The Legend of the Marshmallow Underground
Bred by the definitely real breeders Unknown or Legendary—because nothing screams "trust me" like two dudes who won’t put their names on the paperwork—this 63-75% sativa hybrid appeared in underground circles like a campfire ghost story with better branding. Word-of-mouth made it famous faster than TikTok, proving once again that stoners are the best unpaid marketing interns in history.
Effects: From Couch to Camp Counselor
Expect a cerebral buzz that turns your brain into an overachieving squirrel on espresso. Users report feeling creative, chatty, and weirdly invested in organizing their friends into color-coded friendship bracelets. The 18% THC won’t send you to the moon, but it will definitely get you elected mayor of the group chat. Perfect for daytime hikes, art projects, or finally admitting your camping stories were all lies.

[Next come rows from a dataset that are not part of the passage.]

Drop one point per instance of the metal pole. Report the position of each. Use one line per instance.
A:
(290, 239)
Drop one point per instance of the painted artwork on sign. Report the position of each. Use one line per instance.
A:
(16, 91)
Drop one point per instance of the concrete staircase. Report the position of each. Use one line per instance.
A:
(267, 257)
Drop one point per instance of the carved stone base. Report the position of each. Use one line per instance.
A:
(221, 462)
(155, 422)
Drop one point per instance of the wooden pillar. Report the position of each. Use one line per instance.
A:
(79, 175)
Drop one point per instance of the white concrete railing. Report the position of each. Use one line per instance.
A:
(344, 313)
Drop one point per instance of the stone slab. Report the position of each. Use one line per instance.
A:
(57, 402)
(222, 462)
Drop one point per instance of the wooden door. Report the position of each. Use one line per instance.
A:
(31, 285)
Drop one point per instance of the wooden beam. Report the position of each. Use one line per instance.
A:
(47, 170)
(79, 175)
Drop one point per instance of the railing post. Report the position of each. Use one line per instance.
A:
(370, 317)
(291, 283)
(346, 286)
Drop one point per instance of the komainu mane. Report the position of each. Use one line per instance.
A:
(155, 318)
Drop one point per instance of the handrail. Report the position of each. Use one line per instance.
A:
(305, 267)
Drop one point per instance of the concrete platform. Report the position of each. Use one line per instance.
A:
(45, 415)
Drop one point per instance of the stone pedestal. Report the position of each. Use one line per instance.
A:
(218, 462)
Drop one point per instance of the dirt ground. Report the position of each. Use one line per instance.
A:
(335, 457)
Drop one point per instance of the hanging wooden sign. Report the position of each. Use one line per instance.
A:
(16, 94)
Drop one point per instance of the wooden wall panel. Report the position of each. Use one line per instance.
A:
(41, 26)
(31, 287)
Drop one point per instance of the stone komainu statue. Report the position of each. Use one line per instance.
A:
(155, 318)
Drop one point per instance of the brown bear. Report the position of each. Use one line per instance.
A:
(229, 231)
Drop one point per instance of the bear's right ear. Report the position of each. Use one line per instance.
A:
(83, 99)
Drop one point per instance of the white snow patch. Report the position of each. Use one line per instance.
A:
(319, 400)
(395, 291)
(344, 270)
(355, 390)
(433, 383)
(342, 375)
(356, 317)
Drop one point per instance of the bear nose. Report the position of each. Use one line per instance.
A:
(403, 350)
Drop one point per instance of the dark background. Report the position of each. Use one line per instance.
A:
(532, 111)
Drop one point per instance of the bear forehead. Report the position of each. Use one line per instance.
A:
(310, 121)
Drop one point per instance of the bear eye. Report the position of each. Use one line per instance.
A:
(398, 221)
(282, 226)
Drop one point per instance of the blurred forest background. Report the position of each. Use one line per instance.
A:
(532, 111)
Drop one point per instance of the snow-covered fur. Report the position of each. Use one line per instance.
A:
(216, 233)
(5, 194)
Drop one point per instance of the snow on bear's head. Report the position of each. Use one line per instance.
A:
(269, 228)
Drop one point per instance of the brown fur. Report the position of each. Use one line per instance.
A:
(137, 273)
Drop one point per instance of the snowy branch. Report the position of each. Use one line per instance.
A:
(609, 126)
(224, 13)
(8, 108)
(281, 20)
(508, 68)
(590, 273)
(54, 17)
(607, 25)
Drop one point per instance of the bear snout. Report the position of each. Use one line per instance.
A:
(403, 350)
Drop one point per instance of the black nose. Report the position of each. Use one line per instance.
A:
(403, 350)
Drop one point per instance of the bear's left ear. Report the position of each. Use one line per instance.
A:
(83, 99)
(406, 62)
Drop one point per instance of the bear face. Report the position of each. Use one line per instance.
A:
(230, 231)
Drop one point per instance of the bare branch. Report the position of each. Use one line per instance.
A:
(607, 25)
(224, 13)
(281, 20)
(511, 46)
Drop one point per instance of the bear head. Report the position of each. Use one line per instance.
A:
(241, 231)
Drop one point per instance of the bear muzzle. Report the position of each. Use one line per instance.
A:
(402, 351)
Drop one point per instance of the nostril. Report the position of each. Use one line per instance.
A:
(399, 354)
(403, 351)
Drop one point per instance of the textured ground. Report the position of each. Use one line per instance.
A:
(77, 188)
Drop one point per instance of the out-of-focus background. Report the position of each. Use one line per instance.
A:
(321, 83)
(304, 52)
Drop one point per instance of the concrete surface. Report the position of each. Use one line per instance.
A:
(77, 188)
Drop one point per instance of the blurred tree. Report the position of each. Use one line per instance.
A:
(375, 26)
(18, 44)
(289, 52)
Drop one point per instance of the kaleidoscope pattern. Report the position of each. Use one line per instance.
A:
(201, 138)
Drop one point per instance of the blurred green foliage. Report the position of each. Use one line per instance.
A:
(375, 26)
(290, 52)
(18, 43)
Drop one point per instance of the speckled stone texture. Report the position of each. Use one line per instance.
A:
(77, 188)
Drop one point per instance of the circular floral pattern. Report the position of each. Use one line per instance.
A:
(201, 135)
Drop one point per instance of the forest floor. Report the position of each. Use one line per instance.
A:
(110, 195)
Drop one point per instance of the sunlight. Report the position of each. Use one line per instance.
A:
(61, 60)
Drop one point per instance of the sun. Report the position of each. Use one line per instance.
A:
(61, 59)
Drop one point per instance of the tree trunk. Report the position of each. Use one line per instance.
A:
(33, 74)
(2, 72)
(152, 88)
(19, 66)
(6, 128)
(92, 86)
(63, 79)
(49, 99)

Flavor & Aroma: Dessert, But Make It Botanical
Smells like someone torched a marshmallow over a pile of textbooks—sweet, smoky, and oddly intellectual. On the inhale: toasted sugar and vanilla gelato. On the exhale: subtle earthy notes that remind you this is still weed, not a Ben & Jerry’s collab. Lab nerds clocked limonene and myrcene at 1.5%, which is science-speak for "your mouth will think it's at summer camp."
Growing: For People Who Like Mysteries & Moderate Yields
Cultivation logs are rarer than a honest politician, but word is it thrives indoors with an 85% success rate—probably because the plant feels bad for your grow tent’s self-esteem. Flowering in 9-10 weeks, the buds come out dense, purple-tinged, and glittering like a disco ball at a bonfire. Trichome coverage hits 30%, which is either impressive resin production or the plant’s way of saying "I’m trying, okay?"
Medical: For When Your Brain Needs a S’more Hug
Patients use it for stress, mild depression, and the existential dread of realizing you’ve never actually been camping. The sativa lift helps with focus and mood, while the trace indica keeps you from sprinting into the woods to build a log cabin. Warning: may cause sudden urges to tell everyone about your "vision" for a tiny house Airbnb.
Who Should Smoke This
If your idea of roughing it is a hotel without room service, this strain is your spirit guide. Ideal for artists, overthinkers, and anyone who’s ever cried at a sunset because it was "just so orange." Skip it if you’re looking for a face-melting indica nap—this one wants you to build a friendship bracelet, not become one with the couch.